I've re-run my real-time ray tracing and Go ACO TSP programs on a 6 core processor with hyper-threading. The Intel i7-980X supports two hardware threads per core, so the OS sees it as a 12-core processor.



Here hyper-threading has improved performance for both programs in all configurations. At one core both programs were sped up 28%. At 6 cores ray tracing was sped up 9% versus non-HT, while ACO TSP was sped up 18% versus non-HT. The higher speedup for ACO TSP is expected as it matches the general speedup from increased cores.

Both programs were run with 24 threads in all test configurations. Having more program threads than cores*hardware_threads_per_core is key. Otherwise the OS may schedule multiple threads on the same core while leaving others idle. Linux is hyper-theading aware and attempts to avoid this scheduling problem, but doesn't always get it right.

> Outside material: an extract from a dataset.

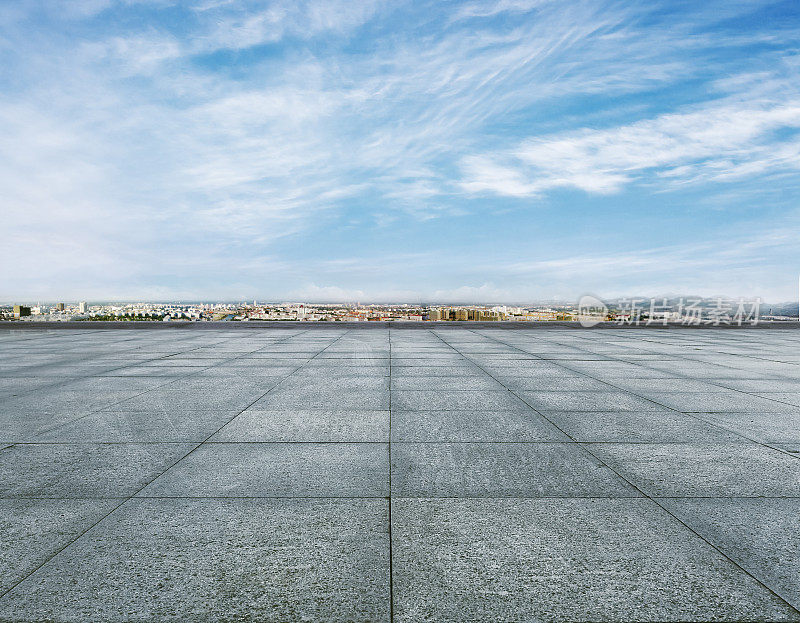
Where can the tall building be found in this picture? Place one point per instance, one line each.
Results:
(21, 310)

In testing with 6 threads and 6 cores, I saw 28% decreases in performance for both programs when hyper-threading was enabled.

The Intel i7-980X also supports "Turbo Boost", where one core is automatically overclocked when other cores are idle. Turbo boost was disabled for the tests above. With one core and HT disabled, Turbo boost provides a speedup of 8% for both programs. Surprisingly, with six cores and HT enabled (so all cores should be fully utilized) Turbo boost provides a speedup of 5% for both programs.

The performance of Go has also improved relative to the single-threaded C version of ACO TSP. For 24 ants the C version finishes in 60 seconds, so on one core Go is only 1.7x slower than C. At 2 cores Go has exceeded the performance of the single-threaded C version. Previously Go was 2.8x slower than C on one core; I don't know whether this improvement is due to an improved Go compiler, the move to 64-bit compilers and OS, or architectural differences between the Intel Core 2 and i7-980X.